I feel sorry for Cathy. In her 14 years she has not had the time to gain enough life experience. Her only reference for morals and ethics is letting her down. I wonder how many nights like that one she has already seen. And how many more until something really goes wrong.

There are PLENTY of Cathy’s out there. I’ve seen them for decades. I still see them today staggering around shopping malls with jeans shorts pulled so high a gynecological exam is possible at 10 meters.

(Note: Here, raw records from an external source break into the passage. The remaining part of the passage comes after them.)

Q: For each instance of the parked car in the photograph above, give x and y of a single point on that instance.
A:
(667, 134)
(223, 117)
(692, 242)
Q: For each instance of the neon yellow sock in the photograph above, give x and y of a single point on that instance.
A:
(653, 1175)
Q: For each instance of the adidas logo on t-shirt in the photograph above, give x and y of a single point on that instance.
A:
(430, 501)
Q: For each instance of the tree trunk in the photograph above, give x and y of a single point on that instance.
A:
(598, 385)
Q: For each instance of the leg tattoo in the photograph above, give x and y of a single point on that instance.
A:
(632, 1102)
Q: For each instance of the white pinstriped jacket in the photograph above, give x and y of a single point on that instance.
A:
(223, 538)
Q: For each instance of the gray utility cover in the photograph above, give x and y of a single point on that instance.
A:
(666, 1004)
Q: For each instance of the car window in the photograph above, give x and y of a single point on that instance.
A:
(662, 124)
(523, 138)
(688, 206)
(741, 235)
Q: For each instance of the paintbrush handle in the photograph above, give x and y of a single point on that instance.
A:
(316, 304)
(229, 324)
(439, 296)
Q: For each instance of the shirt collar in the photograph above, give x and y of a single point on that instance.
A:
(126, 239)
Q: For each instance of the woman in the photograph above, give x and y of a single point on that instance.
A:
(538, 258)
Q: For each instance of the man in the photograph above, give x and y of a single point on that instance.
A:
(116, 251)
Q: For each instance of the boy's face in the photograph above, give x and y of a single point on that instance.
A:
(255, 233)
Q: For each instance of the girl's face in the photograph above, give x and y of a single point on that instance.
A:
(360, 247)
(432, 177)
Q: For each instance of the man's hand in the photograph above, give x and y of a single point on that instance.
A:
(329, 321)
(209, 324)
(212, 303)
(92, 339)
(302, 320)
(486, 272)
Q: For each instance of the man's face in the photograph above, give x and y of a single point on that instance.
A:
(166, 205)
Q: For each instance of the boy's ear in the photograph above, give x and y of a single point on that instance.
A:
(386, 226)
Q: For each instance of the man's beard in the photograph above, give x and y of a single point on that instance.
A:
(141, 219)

And I see them giggling uncontrollably, reeking of liquor, on the passenger seat next to some 18 year old boy who just learned to drive.

Stop blaming the world, the government, the police and society as a whole. Look at yourself and see what example YOU set for YOUR child. And then you might also know how your child is going to turn out too.

This was posted by a bouncer in 2014 and I feel every parent today needs to read this.